The Rechunker class provides on-the-fly rechunking without modifying the stored data. Access it via variable.rechunker().

cfdb.support_classes.Rechunker

guess_chunk_shape(target_chunk_size)

Guess an appropriate chunk layout for a dataset, given its shape and the size of each element in bytes. Will allocate chunks only as large as target_chunk_size. Chunks will be assigned to the highest composite number within the target_chunk_size. Using composite numbers will benefit the rehunking process as there is a very high likelihood that the least common multiple of two composite numbers will be significantly lower than the product of those two numbers.

Parameters:

Name Type Description Default
target_chunk_size int

The maximum size per chunk in bytes.

required

Returns:

Type Description
tuple of ints

shape of the chunk

rechunk(target_chunk_shape, max_mem=2 ** 27)

This method takes a target chunk_shape and max memory size and returns a generator that converts to the new target chunk shape. It optimises the rechunking by using an in-memory numpy ndarray with a size defined by the max_mem.

Parameters:

Name Type Description Default
target_chunk_shape

The chunk_shape of the target.

required
max_mem int

The max allocated memory to perform the chunking operation in bytes. This will only be as large as necessary for an optimum size chunk for the rechunking.

2 ** 27

Returns:

Type Description
Generator

tuple of the target slices to the np.ndarray of data

calc_n_chunks()

Calculate the total number of chunks in the existing variable.

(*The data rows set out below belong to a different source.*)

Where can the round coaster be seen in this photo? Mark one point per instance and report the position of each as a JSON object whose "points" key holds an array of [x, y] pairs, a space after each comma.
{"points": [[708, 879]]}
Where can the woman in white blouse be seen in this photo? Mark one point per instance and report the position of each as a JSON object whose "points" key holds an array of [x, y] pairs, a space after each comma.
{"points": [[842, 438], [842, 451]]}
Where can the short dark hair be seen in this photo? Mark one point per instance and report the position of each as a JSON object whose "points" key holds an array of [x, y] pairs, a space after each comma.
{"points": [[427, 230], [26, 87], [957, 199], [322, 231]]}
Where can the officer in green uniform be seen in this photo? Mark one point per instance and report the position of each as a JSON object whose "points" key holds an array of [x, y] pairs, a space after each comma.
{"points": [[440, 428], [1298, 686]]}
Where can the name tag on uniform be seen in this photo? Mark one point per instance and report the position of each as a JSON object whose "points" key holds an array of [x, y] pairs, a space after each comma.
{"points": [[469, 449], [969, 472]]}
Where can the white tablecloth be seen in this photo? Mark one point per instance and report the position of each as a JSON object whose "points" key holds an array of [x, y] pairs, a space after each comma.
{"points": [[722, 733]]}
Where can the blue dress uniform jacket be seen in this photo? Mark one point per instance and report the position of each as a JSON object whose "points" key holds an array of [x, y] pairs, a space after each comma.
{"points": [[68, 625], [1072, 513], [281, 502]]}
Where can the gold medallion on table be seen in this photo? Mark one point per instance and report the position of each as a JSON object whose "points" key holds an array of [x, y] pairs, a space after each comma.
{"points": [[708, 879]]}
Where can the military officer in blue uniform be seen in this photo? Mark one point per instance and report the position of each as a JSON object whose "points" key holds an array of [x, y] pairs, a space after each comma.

calc_n_reads_rechunker(target_chunk_shape, max_mem=2 ** 27)

Calculate the total number of reads and writes using the rechunker.

Parameters:

Name Type Description Default
target_chunk_shape Tuple[int, ...]

The chunk_shape of the target.

required
max_mem int

The max allocated memory to perform the chunking operation in bytes. This will only be as large as necessary for an optimum size chunk for the rechunking.

2 ** 27

Returns:

Type Description
tuple

of n_reads, n_writes

calc_ideal_read_chunk_shape(target_chunk_shape)

Calculates the minimum ideal read chunk shape between a source and target.

calc_ideal_read_chunk_mem(target_chunk_shape)

Calculates the minimum ideal read chunk memory between a source and target.

calc_source_read_chunk_shape(target_chunk_shape, max_mem)

Calculates the optimum read chunk shape given a maximum amount of available memory.

Parameters:

Name Type Description Default
target_chunk_shape Tuple[int, ...]

The target chunk shape

required
max_mem int

The max allocated memory to perform the chunking operation in bytes.

required

Returns:

Type Description
optimal chunk shape: tuple of ints